Let's evaluate the decision criteria:


In [None]:
# Evaluate decision criteria
criteria_evaluation = []

# Criterion 1: Are relationships actually nonlinear?
max_difference_pct = ((linear_production(10) - nonlinear_production(10)) / nonlinear_production(10)) * 100
is_significantly_nonlinear = max_difference_pct > 10  # More than 10% difference

criteria_evaluation.append({
    'Criterion': '1. Are relationships actually nonlinear?',
    'Assessment': 'YES' if is_significantly_nonlinear else 'NO',
    'Evidence': f'Difference grows to {max_difference_pct:.1f}% with 10 lines',
    'Conclusion': 'Nonlinearity is significant' if is_significantly_nonlinear else 'Nonlinearity is small'
})

# Criterion 2: Is complexity justified?
# Compare recommendation difference
recommendation_diff = abs(linear_lines_needed - nonlinear_lines_needed)
complexity_justified = recommendation_diff > 0 or max_difference_pct > 15

criteria_evaluation.append({
    'Criterion': '2. Is complexity justified?',
    'Assessment': 'YES' if complexity_justified else 'NO',
    'Evidence': f'Recommendations differ by {recommendation_diff} lines, max difference {max_difference_pct:.1f}%',
    'Conclusion': 'Complexity is justified' if complexity_justified else 'Complexity may not be worth it'
})

# Criterion 3: Do nonlinear models produce better results?
# Check if nonlinear model meets target when linear doesn't
linear_meets = nonlinear_production(linear_lines_needed) >= target_output
nonlinear_meets = nonlinear_actual_output >= target_output
better_results = not linear_meets or (nonlinear_lines_needed < linear_lines_needed)

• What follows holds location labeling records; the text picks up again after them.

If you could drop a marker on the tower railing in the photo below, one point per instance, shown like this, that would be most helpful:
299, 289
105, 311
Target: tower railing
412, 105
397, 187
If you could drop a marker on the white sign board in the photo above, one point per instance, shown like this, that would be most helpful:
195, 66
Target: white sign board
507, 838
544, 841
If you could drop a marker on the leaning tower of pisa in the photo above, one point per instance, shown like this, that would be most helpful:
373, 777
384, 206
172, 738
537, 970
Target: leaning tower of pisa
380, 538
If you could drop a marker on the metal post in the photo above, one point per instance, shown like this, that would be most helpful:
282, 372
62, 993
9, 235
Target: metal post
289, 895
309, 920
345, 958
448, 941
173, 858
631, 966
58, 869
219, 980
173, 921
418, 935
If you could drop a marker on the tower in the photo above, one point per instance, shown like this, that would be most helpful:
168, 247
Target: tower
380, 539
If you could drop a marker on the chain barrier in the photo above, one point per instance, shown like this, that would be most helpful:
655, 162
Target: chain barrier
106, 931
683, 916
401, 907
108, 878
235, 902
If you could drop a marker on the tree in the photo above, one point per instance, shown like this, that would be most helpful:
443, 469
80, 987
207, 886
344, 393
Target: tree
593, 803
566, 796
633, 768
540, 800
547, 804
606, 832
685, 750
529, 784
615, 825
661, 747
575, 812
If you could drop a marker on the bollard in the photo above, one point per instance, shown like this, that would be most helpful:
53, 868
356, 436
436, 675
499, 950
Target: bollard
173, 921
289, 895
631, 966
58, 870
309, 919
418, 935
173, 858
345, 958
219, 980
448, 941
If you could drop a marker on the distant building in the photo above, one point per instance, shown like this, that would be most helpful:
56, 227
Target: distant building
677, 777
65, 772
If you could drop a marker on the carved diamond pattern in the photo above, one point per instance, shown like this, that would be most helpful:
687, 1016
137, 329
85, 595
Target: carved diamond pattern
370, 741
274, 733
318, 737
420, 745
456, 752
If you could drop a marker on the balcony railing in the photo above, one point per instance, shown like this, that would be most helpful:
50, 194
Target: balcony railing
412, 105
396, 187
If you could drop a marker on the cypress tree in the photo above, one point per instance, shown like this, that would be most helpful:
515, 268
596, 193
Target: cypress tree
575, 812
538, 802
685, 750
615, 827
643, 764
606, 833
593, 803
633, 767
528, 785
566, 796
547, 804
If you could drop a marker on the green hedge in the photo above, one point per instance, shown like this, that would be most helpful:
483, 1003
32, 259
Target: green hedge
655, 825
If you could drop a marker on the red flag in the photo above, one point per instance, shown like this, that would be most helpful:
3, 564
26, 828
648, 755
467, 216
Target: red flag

criteria_evaluation.append({
    'Criterion': '3. Do nonlinear models produce better results?',
    'Assessment': 'YES' if better_results else 'UNCLEAR',
    'Evidence': f'Linear: {linear_meets}, Nonlinear: {nonlinear_meets}, Cost savings: ${cost_difference:,}',
    'Conclusion': 'Nonlinear model provides better recommendations' if better_results else 'Results are similar'
})

# Criterion 4: Can decision-makers interpret them?
# This is qualitative - assume yes for this example
criteria_evaluation.append({
    'Criterion': '4. Can decision-makers interpret them?',
    'Assessment': 'YES (with training)',
    'Evidence': 'Coordination costs are understandable concept',
    'Conclusion': 'Interpretable with proper explanation'
})

criteria_df = pd.DataFrame(criteria_evaluation)
print("DECISION CRITERIA EVALUATION")
print("=" * 90)
for idx, row in criteria_df.iterrows():
    print(f"\n{row['Criterion']}")
    print(f"  Assessment: {row['Assessment']}")
    print(f"  Evidence: {row['Evidence']}")
    print(f"  Conclusion: {row['Conclusion']}")

print("\n" + "=" * 90)
print("\nOVERALL RECOMMENDATION:")
if is_significantly_nonlinear and complexity_justified and better_results:
    print("  → USE NONLINEAR MODEL")
    print("  → Relationships are significantly nonlinear")
    print("  → Complexity is justified by better recommendations")
    print("  → Model accounts for real coordination costs")
else:
    print("  → CONSIDER LINEAR MODEL")
    print("  → Simpler model may be sufficient")
    print("  → Evaluate based on specific situation")


## Summary: When to Use Nonlinear Models

**Decision Criteria**:
1. **Are relationships actually nonlinear?** - If difference is small (<10%), linear may be sufficient
2. **Is complexity justified?** - If recommendations differ significantly, complexity is worth it
3. **Do nonlinear models produce better results?** - Test both and compare outcomes
4. **Can decision-makers interpret them?** - If not, simpler model may be better

**Production Example Insights**:
- Coordination costs create significant nonlinearity (diminishing returns)
- Linear model overestimates output, especially with many lines
- Nonlinear model provides more accurate capacity planning
- The difference matters for decision-making

**Key Takeaway**: Use nonlinear models when relationships are significantly nonlinear AND the added complexity is justified by better recommendations. Use linear models when relationships are nearly linear OR when simplicity and interpretability are more important than precision.